L’élite ne veut pas se désolidariser du peuple : cela signifie
qu’elle a pleinement conscience de constituer avec lui un tout
que les avantages et privilèges liés à quel que statut politique
que ce soit ne doivent pas l’en couper.
Cette formule de représentation spéciale a été rejetée par les
élus musulmans eux-mêmes conscients que le projet « foule aux
pieds et écrase plus que tous les autres le droit de citoyenneté et
l’égalité réclamés avant tout par les indigènes ». Elle a fait
l’unanimité des acteurs contre elle : pour Ferhat Abbas « seule
la représentation unique peut sauvegarder l’avenir des
Algériens ». L’intégration d’Algériens dans le corps électoral
français est rejetée par Abdelhamid Ben Badis, chef de file des
Oulémas, car elle présente « le grave inconvénient d’éloigner
l’élite de la masse dont elle est issue et avec laquelle elle doit
rester en contact permanent » et car les Algériens ne voulaient
pas être Français.
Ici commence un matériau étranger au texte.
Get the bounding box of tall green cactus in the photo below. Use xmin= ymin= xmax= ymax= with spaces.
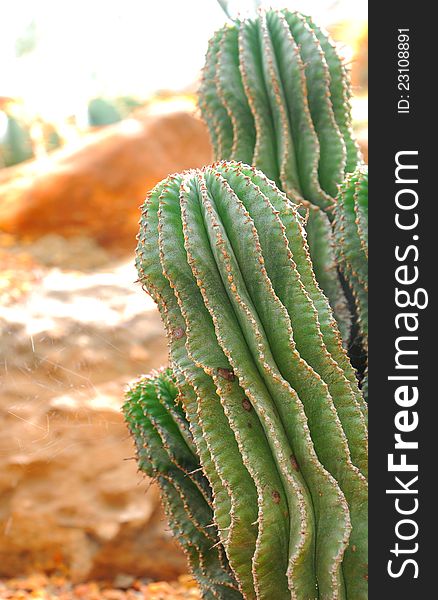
xmin=199 ymin=10 xmax=359 ymax=341
xmin=137 ymin=162 xmax=367 ymax=600
xmin=333 ymin=165 xmax=368 ymax=396
xmin=199 ymin=10 xmax=359 ymax=210
xmin=123 ymin=370 xmax=242 ymax=600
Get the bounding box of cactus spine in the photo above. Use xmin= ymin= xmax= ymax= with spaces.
xmin=333 ymin=165 xmax=368 ymax=388
xmin=199 ymin=10 xmax=359 ymax=341
xmin=137 ymin=162 xmax=367 ymax=600
xmin=123 ymin=370 xmax=242 ymax=600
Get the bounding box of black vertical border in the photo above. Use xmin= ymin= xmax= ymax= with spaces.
xmin=370 ymin=1 xmax=438 ymax=600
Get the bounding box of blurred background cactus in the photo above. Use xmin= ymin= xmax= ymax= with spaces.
xmin=123 ymin=370 xmax=242 ymax=600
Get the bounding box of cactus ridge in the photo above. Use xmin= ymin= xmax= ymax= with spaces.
xmin=137 ymin=163 xmax=367 ymax=600
xmin=199 ymin=10 xmax=360 ymax=210
xmin=333 ymin=165 xmax=368 ymax=399
xmin=123 ymin=370 xmax=242 ymax=600
xmin=199 ymin=10 xmax=359 ymax=343
xmin=333 ymin=165 xmax=368 ymax=349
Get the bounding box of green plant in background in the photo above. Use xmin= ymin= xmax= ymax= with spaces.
xmin=199 ymin=10 xmax=359 ymax=211
xmin=123 ymin=370 xmax=242 ymax=600
xmin=137 ymin=162 xmax=367 ymax=600
xmin=199 ymin=10 xmax=360 ymax=342
xmin=88 ymin=98 xmax=122 ymax=127
xmin=0 ymin=112 xmax=33 ymax=167
xmin=333 ymin=165 xmax=368 ymax=394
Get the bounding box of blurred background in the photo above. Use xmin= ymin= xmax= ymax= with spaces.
xmin=0 ymin=0 xmax=367 ymax=600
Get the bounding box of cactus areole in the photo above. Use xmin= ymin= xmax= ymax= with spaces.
xmin=136 ymin=162 xmax=367 ymax=600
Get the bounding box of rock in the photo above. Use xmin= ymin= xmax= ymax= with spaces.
xmin=0 ymin=103 xmax=211 ymax=250
xmin=0 ymin=255 xmax=186 ymax=581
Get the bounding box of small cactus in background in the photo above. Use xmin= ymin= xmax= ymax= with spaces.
xmin=333 ymin=165 xmax=368 ymax=390
xmin=199 ymin=10 xmax=359 ymax=343
xmin=136 ymin=162 xmax=367 ymax=600
xmin=123 ymin=370 xmax=242 ymax=600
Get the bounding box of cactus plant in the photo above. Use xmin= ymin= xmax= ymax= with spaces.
xmin=199 ymin=10 xmax=359 ymax=342
xmin=123 ymin=369 xmax=242 ymax=600
xmin=199 ymin=10 xmax=360 ymax=210
xmin=0 ymin=113 xmax=33 ymax=167
xmin=136 ymin=162 xmax=367 ymax=600
xmin=333 ymin=165 xmax=368 ymax=389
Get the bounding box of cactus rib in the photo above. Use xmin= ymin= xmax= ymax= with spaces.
xmin=137 ymin=162 xmax=367 ymax=600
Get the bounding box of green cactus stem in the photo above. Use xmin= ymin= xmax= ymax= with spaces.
xmin=123 ymin=370 xmax=242 ymax=600
xmin=199 ymin=10 xmax=360 ymax=210
xmin=333 ymin=165 xmax=368 ymax=390
xmin=199 ymin=10 xmax=360 ymax=343
xmin=137 ymin=162 xmax=367 ymax=600
xmin=88 ymin=98 xmax=122 ymax=127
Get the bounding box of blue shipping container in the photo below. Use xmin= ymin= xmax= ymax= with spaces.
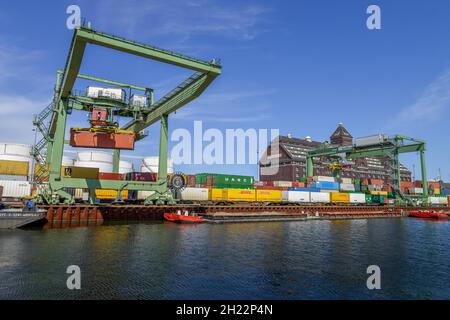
xmin=288 ymin=187 xmax=320 ymax=192
xmin=311 ymin=181 xmax=339 ymax=190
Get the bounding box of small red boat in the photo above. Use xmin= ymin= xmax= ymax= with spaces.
xmin=164 ymin=213 xmax=206 ymax=223
xmin=408 ymin=211 xmax=448 ymax=219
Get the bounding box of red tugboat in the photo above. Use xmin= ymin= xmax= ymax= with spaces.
xmin=408 ymin=211 xmax=448 ymax=219
xmin=164 ymin=210 xmax=207 ymax=223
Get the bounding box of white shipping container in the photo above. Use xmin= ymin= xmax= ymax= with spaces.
xmin=273 ymin=181 xmax=292 ymax=188
xmin=341 ymin=178 xmax=353 ymax=184
xmin=310 ymin=192 xmax=330 ymax=203
xmin=281 ymin=191 xmax=311 ymax=202
xmin=313 ymin=176 xmax=336 ymax=182
xmin=86 ymin=87 xmax=124 ymax=101
xmin=350 ymin=193 xmax=366 ymax=203
xmin=0 ymin=180 xmax=31 ymax=198
xmin=181 ymin=188 xmax=208 ymax=201
xmin=340 ymin=183 xmax=355 ymax=191
xmin=130 ymin=94 xmax=148 ymax=107
xmin=355 ymin=134 xmax=389 ymax=147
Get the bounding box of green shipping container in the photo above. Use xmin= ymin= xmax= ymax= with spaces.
xmin=196 ymin=173 xmax=254 ymax=187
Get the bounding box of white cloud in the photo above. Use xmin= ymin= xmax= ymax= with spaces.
xmin=97 ymin=0 xmax=268 ymax=41
xmin=391 ymin=69 xmax=450 ymax=126
xmin=174 ymin=90 xmax=275 ymax=123
xmin=0 ymin=93 xmax=46 ymax=144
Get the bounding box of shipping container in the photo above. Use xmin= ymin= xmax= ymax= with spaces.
xmin=95 ymin=189 xmax=128 ymax=200
xmin=180 ymin=188 xmax=208 ymax=201
xmin=137 ymin=190 xmax=155 ymax=201
xmin=186 ymin=174 xmax=196 ymax=188
xmin=310 ymin=192 xmax=330 ymax=203
xmin=222 ymin=189 xmax=256 ymax=202
xmin=61 ymin=166 xmax=99 ymax=179
xmin=256 ymin=189 xmax=283 ymax=202
xmin=0 ymin=180 xmax=31 ymax=198
xmin=313 ymin=176 xmax=336 ymax=182
xmin=208 ymin=188 xmax=223 ymax=201
xmin=339 ymin=183 xmax=355 ymax=191
xmin=288 ymin=187 xmax=320 ymax=192
xmin=282 ymin=191 xmax=311 ymax=202
xmin=349 ymin=193 xmax=366 ymax=204
xmin=0 ymin=160 xmax=30 ymax=176
xmin=311 ymin=181 xmax=339 ymax=190
xmin=370 ymin=191 xmax=388 ymax=197
xmin=0 ymin=174 xmax=28 ymax=181
xmin=330 ymin=192 xmax=350 ymax=203
xmin=273 ymin=181 xmax=292 ymax=188
xmin=341 ymin=178 xmax=353 ymax=184
xmin=126 ymin=172 xmax=158 ymax=182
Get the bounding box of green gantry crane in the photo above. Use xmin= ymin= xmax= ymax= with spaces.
xmin=32 ymin=26 xmax=221 ymax=204
xmin=306 ymin=135 xmax=428 ymax=202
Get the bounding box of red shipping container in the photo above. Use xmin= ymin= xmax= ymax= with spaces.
xmin=186 ymin=174 xmax=197 ymax=188
xmin=127 ymin=172 xmax=158 ymax=181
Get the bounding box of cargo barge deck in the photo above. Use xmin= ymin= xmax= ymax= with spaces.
xmin=32 ymin=205 xmax=450 ymax=228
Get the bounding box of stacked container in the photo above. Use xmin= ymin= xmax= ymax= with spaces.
xmin=0 ymin=143 xmax=33 ymax=199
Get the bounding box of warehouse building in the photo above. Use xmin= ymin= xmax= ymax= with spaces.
xmin=259 ymin=123 xmax=411 ymax=181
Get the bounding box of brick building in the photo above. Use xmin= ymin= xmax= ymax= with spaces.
xmin=259 ymin=123 xmax=411 ymax=181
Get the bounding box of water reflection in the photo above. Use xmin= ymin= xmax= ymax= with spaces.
xmin=0 ymin=218 xmax=450 ymax=299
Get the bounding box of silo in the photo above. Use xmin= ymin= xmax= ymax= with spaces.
xmin=140 ymin=157 xmax=173 ymax=173
xmin=0 ymin=143 xmax=33 ymax=199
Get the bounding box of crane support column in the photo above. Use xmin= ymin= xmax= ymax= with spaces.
xmin=113 ymin=149 xmax=120 ymax=173
xmin=158 ymin=115 xmax=169 ymax=181
xmin=420 ymin=148 xmax=428 ymax=197
xmin=306 ymin=157 xmax=314 ymax=178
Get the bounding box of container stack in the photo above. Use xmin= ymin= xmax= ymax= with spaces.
xmin=0 ymin=143 xmax=32 ymax=201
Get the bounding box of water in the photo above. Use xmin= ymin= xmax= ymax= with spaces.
xmin=0 ymin=218 xmax=450 ymax=299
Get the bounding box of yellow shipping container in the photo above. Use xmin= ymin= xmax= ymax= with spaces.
xmin=95 ymin=189 xmax=128 ymax=200
xmin=330 ymin=192 xmax=350 ymax=203
xmin=256 ymin=189 xmax=281 ymax=202
xmin=222 ymin=189 xmax=256 ymax=202
xmin=61 ymin=166 xmax=99 ymax=179
xmin=0 ymin=160 xmax=30 ymax=176
xmin=208 ymin=188 xmax=223 ymax=201
xmin=370 ymin=191 xmax=388 ymax=197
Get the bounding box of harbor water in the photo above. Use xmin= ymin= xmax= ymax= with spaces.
xmin=0 ymin=218 xmax=450 ymax=299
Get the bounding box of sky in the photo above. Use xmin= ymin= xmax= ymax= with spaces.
xmin=0 ymin=0 xmax=450 ymax=180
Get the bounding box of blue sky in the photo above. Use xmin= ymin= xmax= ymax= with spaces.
xmin=0 ymin=0 xmax=450 ymax=180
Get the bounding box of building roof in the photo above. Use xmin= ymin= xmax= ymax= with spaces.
xmin=331 ymin=123 xmax=353 ymax=138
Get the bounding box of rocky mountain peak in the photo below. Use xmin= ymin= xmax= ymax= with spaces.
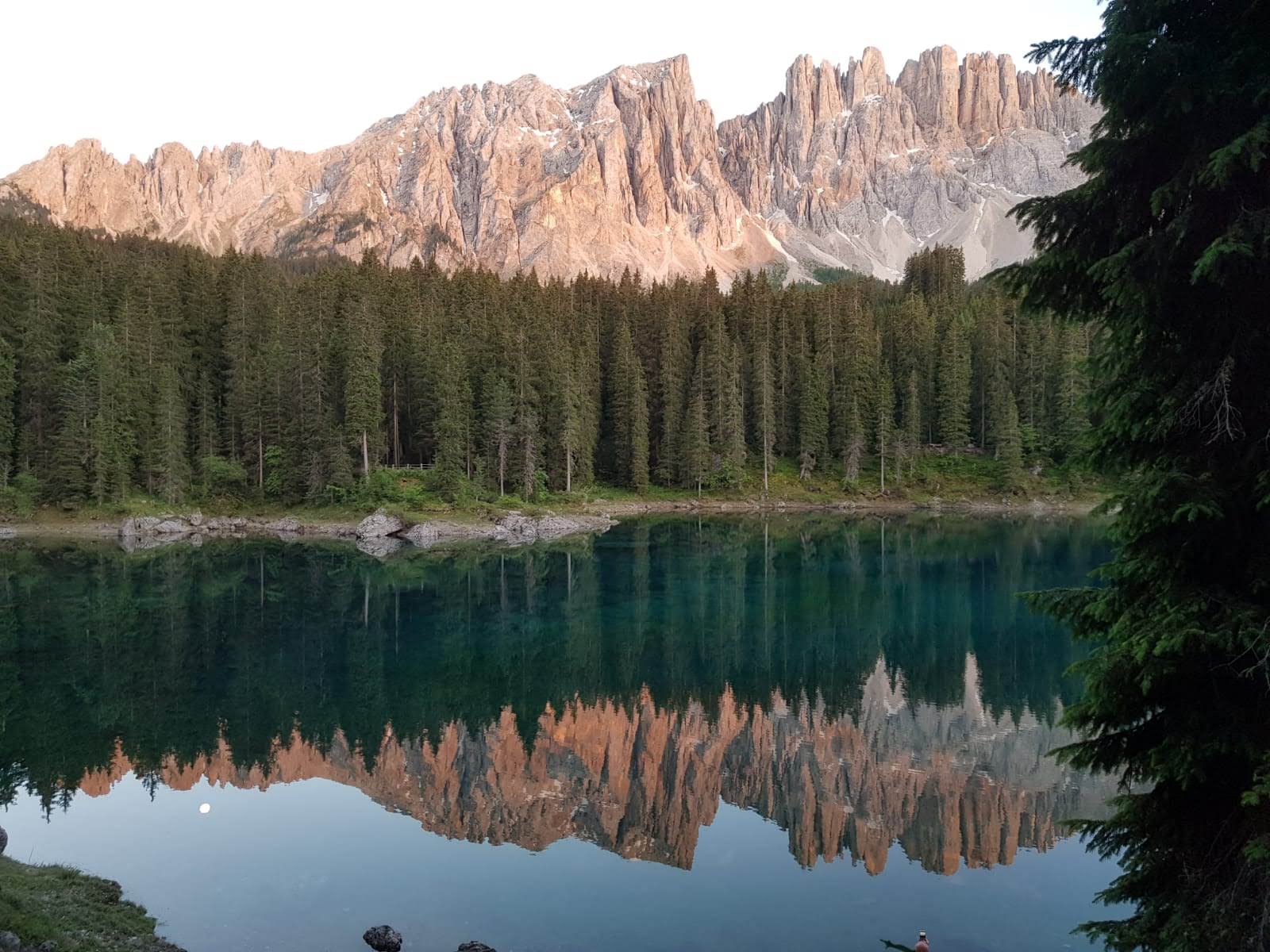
xmin=0 ymin=46 xmax=1096 ymax=281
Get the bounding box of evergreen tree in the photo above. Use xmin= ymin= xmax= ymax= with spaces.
xmin=1008 ymin=0 xmax=1270 ymax=952
xmin=150 ymin=364 xmax=190 ymax=503
xmin=432 ymin=338 xmax=468 ymax=490
xmin=656 ymin=315 xmax=705 ymax=485
xmin=483 ymin=372 xmax=516 ymax=497
xmin=895 ymin=370 xmax=922 ymax=476
xmin=344 ymin=290 xmax=383 ymax=481
xmin=611 ymin=321 xmax=648 ymax=493
xmin=874 ymin=367 xmax=895 ymax=493
xmin=679 ymin=359 xmax=713 ymax=497
xmin=938 ymin=317 xmax=970 ymax=449
xmin=799 ymin=358 xmax=829 ymax=480
xmin=0 ymin=334 xmax=17 ymax=489
xmin=842 ymin=396 xmax=865 ymax=484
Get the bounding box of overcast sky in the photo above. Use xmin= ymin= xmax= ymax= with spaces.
xmin=0 ymin=0 xmax=1100 ymax=175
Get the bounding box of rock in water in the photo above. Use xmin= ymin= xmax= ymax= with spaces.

Quant à l’Étoile Nord-africaine, elle s’oppose
à « tout projet de loi qui porte atteinte à notre dignité islamique
et à notre nationalité et qui voudrait faire de nous des Français
de première ou de deuxième catégorie ». Le terme nationalité
est utilisé dès 1936 dans cet article du journal « El-Ouma » de
l’organisation dont le leader Messali Hadj a alors été amnistié
par le Front populaire. Enfin, l’idée est plus vertement encore
rejetée par l’autre bord : les tenants de l’Algérie française.